Não pertencem ao dia os gestos que ele tem
não morrerão na noite seus assombrosos passos
dizem que ele volta a pôr em movimento a roda
de crianças de atitudes desmedidas
que o vento varreu e parque algum queria.
E abre os braços para deixar cair na cidade
um ano favorável ao senhor
e põe o rosto do senhor por trás das suas palavras.
Elas decerto o hão-de dar a quem as demandar.

Homem para Deus
Ele vai só ele não tem ninguém
onde morrer um pouco toda a morte que o espera
se é ele o portador do grande coração
e sabe abrir o seio como a terra,
temei não partam dele as grandes negações.

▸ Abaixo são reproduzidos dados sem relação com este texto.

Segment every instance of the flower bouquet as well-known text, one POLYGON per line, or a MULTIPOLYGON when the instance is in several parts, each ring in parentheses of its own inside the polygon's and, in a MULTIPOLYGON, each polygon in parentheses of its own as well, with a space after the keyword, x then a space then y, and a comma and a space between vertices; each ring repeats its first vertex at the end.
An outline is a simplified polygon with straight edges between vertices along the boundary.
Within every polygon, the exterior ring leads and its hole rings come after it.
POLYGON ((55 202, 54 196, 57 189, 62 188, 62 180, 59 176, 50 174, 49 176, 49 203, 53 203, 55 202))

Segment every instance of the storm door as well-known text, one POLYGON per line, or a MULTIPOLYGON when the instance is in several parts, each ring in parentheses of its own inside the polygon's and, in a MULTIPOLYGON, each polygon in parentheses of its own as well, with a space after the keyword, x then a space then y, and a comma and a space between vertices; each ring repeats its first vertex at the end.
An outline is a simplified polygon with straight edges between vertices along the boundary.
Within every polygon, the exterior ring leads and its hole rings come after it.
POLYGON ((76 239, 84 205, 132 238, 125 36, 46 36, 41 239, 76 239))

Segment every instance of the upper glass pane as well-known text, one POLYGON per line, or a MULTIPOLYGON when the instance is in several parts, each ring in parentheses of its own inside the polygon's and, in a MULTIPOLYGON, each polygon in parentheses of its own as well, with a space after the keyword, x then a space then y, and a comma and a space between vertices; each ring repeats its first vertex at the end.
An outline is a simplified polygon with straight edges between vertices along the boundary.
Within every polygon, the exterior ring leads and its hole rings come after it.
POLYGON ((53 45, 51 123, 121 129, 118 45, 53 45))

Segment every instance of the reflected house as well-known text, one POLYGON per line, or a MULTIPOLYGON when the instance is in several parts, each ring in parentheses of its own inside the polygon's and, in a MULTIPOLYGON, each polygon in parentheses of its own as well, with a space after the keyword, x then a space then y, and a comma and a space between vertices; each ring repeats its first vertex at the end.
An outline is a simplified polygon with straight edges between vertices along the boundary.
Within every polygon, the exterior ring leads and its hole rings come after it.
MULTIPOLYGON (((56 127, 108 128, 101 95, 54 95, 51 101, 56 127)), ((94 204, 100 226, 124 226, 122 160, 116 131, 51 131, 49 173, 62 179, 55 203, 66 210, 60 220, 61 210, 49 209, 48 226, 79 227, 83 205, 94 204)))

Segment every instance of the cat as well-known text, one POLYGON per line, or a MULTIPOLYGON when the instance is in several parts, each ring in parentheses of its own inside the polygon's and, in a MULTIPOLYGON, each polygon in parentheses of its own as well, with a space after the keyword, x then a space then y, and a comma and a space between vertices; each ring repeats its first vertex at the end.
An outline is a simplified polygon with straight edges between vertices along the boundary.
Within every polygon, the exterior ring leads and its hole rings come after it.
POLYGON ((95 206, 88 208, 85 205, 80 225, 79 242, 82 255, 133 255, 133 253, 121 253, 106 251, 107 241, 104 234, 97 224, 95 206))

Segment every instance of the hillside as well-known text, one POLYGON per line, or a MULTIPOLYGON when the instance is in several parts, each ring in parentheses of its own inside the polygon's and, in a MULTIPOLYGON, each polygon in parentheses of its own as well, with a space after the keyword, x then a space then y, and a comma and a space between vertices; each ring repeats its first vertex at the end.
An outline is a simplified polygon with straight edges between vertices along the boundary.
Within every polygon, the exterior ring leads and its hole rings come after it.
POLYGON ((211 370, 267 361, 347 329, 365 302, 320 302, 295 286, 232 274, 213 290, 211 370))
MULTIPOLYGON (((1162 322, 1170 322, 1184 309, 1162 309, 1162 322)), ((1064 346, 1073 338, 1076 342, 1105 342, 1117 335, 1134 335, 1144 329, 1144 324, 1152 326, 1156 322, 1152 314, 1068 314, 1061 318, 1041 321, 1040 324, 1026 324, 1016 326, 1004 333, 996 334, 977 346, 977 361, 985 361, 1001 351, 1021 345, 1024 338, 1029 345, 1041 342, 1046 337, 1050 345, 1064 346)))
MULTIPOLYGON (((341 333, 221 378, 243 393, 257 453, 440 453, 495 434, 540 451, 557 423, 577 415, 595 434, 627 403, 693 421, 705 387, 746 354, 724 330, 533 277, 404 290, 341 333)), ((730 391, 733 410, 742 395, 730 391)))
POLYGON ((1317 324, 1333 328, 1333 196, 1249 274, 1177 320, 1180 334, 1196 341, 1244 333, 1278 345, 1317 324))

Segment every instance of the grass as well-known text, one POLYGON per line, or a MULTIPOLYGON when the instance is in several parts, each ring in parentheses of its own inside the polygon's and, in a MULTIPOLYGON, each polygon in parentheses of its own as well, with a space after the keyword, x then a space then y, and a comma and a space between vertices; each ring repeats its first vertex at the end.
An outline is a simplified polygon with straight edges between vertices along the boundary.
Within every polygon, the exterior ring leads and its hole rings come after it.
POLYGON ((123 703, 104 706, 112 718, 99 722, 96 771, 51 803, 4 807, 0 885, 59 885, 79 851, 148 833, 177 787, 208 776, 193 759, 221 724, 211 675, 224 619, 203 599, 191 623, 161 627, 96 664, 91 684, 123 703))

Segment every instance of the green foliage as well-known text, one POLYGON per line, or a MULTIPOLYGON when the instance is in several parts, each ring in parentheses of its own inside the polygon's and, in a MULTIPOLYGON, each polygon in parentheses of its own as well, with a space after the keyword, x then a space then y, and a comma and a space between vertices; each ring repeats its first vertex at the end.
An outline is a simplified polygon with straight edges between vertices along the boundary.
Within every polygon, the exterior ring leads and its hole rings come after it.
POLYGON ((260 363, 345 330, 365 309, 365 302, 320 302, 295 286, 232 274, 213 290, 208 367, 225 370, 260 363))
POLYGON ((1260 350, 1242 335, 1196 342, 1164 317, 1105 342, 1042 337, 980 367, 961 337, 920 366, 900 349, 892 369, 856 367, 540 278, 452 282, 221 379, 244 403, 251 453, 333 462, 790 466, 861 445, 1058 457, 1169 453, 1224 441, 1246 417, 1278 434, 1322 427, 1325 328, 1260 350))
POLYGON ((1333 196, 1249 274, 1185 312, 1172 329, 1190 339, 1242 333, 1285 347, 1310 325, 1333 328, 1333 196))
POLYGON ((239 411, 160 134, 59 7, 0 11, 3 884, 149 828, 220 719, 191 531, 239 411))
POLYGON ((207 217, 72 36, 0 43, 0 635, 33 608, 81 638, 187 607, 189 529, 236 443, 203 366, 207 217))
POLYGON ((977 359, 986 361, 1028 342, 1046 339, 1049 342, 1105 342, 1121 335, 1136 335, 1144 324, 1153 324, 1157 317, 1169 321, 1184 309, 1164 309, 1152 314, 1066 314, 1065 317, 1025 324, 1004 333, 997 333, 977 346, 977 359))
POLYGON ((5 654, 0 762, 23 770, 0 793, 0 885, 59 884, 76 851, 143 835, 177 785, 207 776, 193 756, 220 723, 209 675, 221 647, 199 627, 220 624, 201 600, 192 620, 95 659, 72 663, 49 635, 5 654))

Que há de comum entre ele e quem na juventude foi
que mão estendem eles um ao outro
por sobre tanta morte que nos dias veio?
É no seu coração que todo o homem ri e sofre,
é lá que as estações recolhem findo o fogo
onde aquecer as mãos durante a tentação
é lá que no seu tempo tudo nasce ou morre.
Não leva mais de seu que esse pequeno orgulho
de saber que decerto qualquer coisa acabará
quando partir um dia para não voltar
e que então finalmente uma atitude sua há-de implicar,
embora diminuta uma qualquer consequência.
O que deus terá visto nele para morrer por ele?
Oh que responsabilidade a sua
que não dê como a árvore sobre a vida simples sombra
que faça mais do que crescer e ir perdendo vestes.

Oh que difícil não é criar um homem para deus!